As a member of MHCR’s Task Force and a scholar-practitioner of mental health empowerment, there is little doubt in my mind the peace and conflict studies field is in need of a new turn. As the global community copes with COVID, and as peacebuilders bravely enter the fray to heal their communities and loved ones from pre-existing conflicts exacerbated by COVID, it is critical our field bears witness to the struggles and victories of peace practitioners. In my eyes, peacebuilders are heroes. Our field, a vanguard of peace, justice, and human rights, has an ethical obligation to care for practitioners – the front-line workers of the theory and method we cultivate on issues surrounding peace and conflict. The challenges of COVID, as exemplified by testimony from peacebuilders affiliated with MHCR’s Task Force and participating in our Learning Exchange, highlight a lacuna in our discipline: the role of mental health / psychosocial support for practitioners operating in conflict contexts. Learning Exchange participants were unequivocal in their call for an invigorated research and intervention program to support the psychosocial health of practitioners, and I believe our field has both the heart and smarts to answer their call. This new turn towards mental health in peace and conflict studies has the potential to reshape how we view conflict within each individual and how this experience intersects with contexts of peace and violence. By centering the experiences of practitioners in our investigation of mental health, we may yet sketch new frontiers of transformation, frontiers defined by resilience, empowerment, and bolstered quality of life. Investing in this new turn in our field benefits not only practitioners, of course. In the words of one Learning Exchange participant: “supported people support people”.
References
Borho, A., Georgiadou, E., Grimm, T., Morawa, E., Solbermann, A., Nißlbeck, W. & Erim, Y. (2019). Professional and volunteer refugee aid workers-depressive symptoms and their predictors, experienced traumatic events, PTSD, burdens, engagement motivations and support needs. Environmental Research and Public Health, 2019(16), 4542-4558.

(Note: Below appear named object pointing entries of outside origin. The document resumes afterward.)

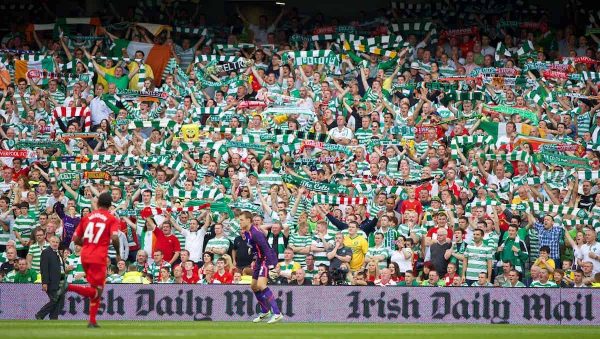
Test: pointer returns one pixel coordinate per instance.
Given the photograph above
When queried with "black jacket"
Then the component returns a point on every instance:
(50, 268)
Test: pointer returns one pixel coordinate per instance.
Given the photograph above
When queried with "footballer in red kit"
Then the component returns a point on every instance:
(95, 233)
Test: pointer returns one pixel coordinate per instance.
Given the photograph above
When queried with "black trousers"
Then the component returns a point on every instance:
(53, 307)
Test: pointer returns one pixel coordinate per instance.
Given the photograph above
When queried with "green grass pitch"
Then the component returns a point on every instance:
(246, 330)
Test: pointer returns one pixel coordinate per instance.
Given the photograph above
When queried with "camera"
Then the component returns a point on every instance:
(338, 276)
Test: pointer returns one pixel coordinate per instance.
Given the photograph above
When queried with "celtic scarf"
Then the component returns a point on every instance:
(525, 114)
(562, 160)
(72, 112)
(313, 185)
(337, 200)
(150, 211)
(318, 57)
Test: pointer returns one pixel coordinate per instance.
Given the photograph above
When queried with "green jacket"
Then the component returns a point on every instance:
(28, 276)
(515, 258)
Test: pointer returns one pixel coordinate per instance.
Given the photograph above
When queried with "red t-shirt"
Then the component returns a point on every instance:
(434, 230)
(411, 205)
(96, 230)
(226, 278)
(191, 280)
(167, 244)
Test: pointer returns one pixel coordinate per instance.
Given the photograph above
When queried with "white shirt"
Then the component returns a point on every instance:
(403, 263)
(99, 111)
(194, 241)
(585, 255)
(489, 50)
(344, 133)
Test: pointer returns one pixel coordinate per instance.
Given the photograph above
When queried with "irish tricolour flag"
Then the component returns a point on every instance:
(497, 130)
(157, 56)
(34, 67)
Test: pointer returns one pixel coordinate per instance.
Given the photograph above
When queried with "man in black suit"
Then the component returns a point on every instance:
(52, 269)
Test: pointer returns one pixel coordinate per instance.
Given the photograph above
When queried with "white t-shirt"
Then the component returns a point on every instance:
(344, 133)
(585, 255)
(194, 241)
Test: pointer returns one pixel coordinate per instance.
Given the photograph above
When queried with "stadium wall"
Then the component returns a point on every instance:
(322, 304)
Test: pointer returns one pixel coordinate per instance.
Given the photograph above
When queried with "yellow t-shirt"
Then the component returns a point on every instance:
(359, 246)
(133, 83)
(102, 80)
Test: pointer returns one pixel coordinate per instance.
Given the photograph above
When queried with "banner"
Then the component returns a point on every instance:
(166, 302)
(13, 154)
(314, 186)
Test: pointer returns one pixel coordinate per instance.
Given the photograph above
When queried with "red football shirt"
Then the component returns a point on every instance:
(226, 278)
(96, 230)
(167, 244)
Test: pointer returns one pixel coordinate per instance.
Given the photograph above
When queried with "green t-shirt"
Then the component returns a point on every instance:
(121, 83)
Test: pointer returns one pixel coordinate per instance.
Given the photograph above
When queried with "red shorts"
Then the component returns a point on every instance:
(95, 273)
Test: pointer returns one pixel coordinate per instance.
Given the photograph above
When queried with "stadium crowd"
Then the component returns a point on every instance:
(418, 145)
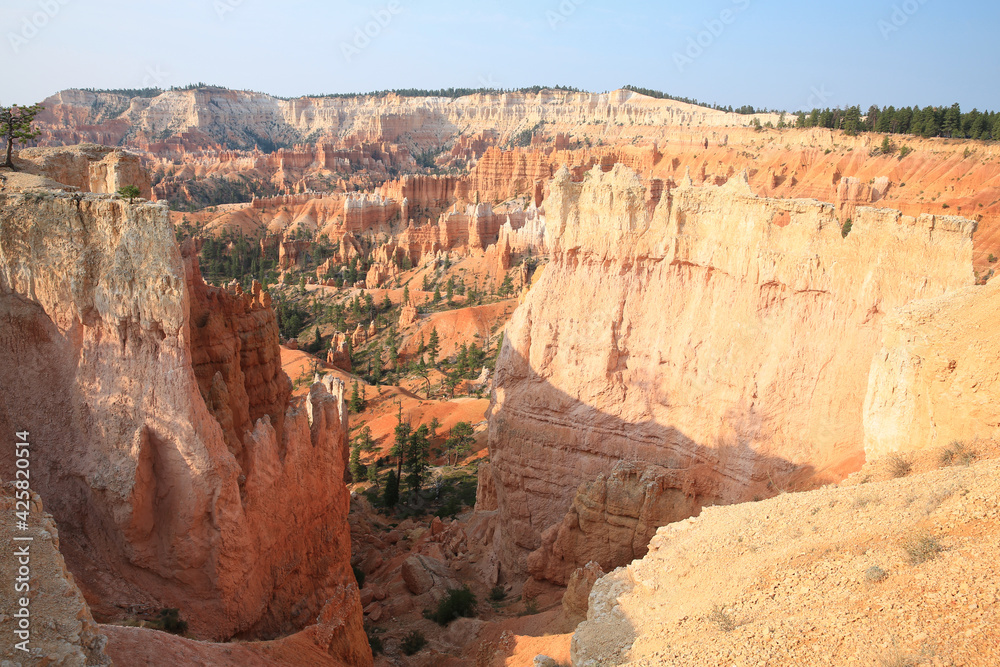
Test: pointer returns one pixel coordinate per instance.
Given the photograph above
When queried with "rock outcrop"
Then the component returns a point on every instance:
(935, 379)
(167, 428)
(87, 167)
(613, 517)
(832, 576)
(723, 335)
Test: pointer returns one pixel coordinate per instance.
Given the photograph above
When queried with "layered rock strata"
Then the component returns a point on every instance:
(57, 626)
(935, 379)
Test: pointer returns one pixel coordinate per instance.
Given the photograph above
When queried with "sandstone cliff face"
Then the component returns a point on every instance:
(110, 352)
(723, 335)
(61, 631)
(812, 578)
(935, 379)
(88, 167)
(240, 118)
(613, 517)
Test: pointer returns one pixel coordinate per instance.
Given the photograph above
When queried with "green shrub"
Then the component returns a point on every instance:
(956, 454)
(413, 643)
(899, 466)
(846, 229)
(456, 602)
(374, 642)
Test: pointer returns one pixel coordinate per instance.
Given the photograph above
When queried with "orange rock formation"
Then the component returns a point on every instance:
(167, 427)
(695, 356)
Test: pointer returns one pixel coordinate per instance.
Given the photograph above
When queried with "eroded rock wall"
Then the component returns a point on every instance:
(59, 629)
(724, 335)
(232, 512)
(935, 379)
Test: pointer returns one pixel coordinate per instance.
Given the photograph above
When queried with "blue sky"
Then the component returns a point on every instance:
(774, 54)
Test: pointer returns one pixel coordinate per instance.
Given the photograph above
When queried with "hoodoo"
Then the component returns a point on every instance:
(165, 428)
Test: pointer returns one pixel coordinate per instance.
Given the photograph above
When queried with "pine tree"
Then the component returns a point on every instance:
(358, 471)
(15, 126)
(460, 441)
(402, 432)
(417, 459)
(852, 121)
(390, 497)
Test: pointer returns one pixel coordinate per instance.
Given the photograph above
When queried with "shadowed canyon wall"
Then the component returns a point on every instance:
(724, 337)
(166, 446)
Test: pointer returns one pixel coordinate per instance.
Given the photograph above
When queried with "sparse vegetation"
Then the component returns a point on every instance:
(723, 619)
(374, 642)
(530, 607)
(129, 192)
(456, 603)
(15, 126)
(169, 620)
(899, 466)
(957, 453)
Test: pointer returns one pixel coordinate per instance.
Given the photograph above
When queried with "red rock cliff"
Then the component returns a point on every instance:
(725, 337)
(109, 350)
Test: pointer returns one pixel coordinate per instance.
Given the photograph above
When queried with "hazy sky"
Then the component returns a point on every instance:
(768, 53)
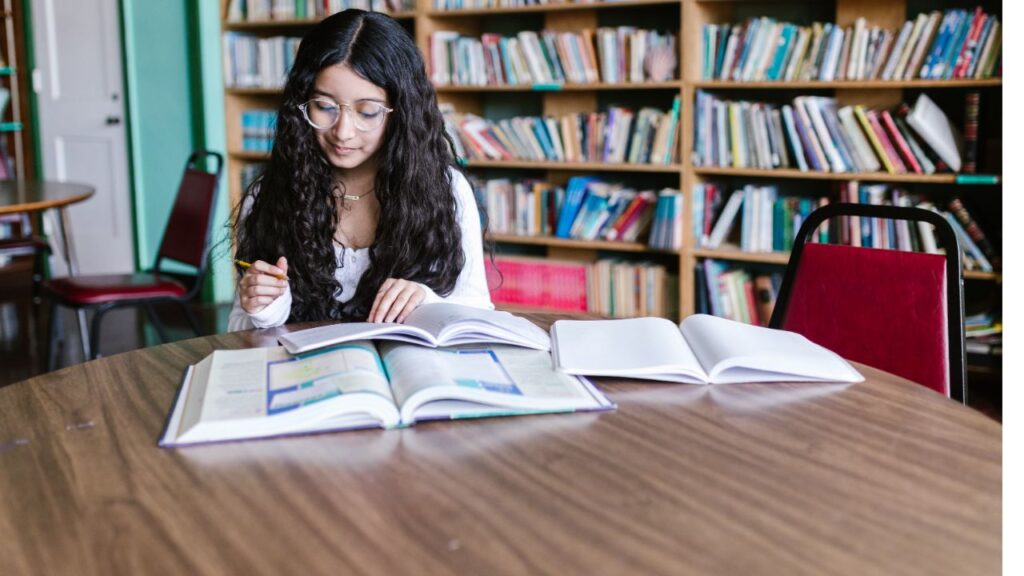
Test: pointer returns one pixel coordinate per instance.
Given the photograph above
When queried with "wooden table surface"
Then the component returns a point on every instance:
(34, 196)
(883, 477)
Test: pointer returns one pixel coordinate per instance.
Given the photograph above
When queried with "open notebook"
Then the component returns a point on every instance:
(701, 350)
(257, 393)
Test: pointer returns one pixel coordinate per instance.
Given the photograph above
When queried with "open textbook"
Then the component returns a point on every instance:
(439, 324)
(701, 350)
(258, 393)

Jachens, L. (2019). Humanitarian aid workers’ mental health and duty of care. Europe’s Journal of Psychology, 15(4), 650-655.
O’Donnell, K., Pidcoke, H. & Lewis O’Donnell, M. (2020). Engaging in humanity care stress, trauma, and humanitarian work. Christian Psychology Around the World, 14, 153-167.
Orrnert, A. (2019). Implications of not addressing mental health and psychosocial support (MHPSS) needs in conflict situation. UK Department for International Development.
Sharma, V., Scott, J., Kelly, J. & VanRooyen, M. J. (2020). Prioritizing vulnerable populations and women on the frontlines: COVID-19 in humanitarian contexts. International Journal for Equity in Health, 19(66), 1-3.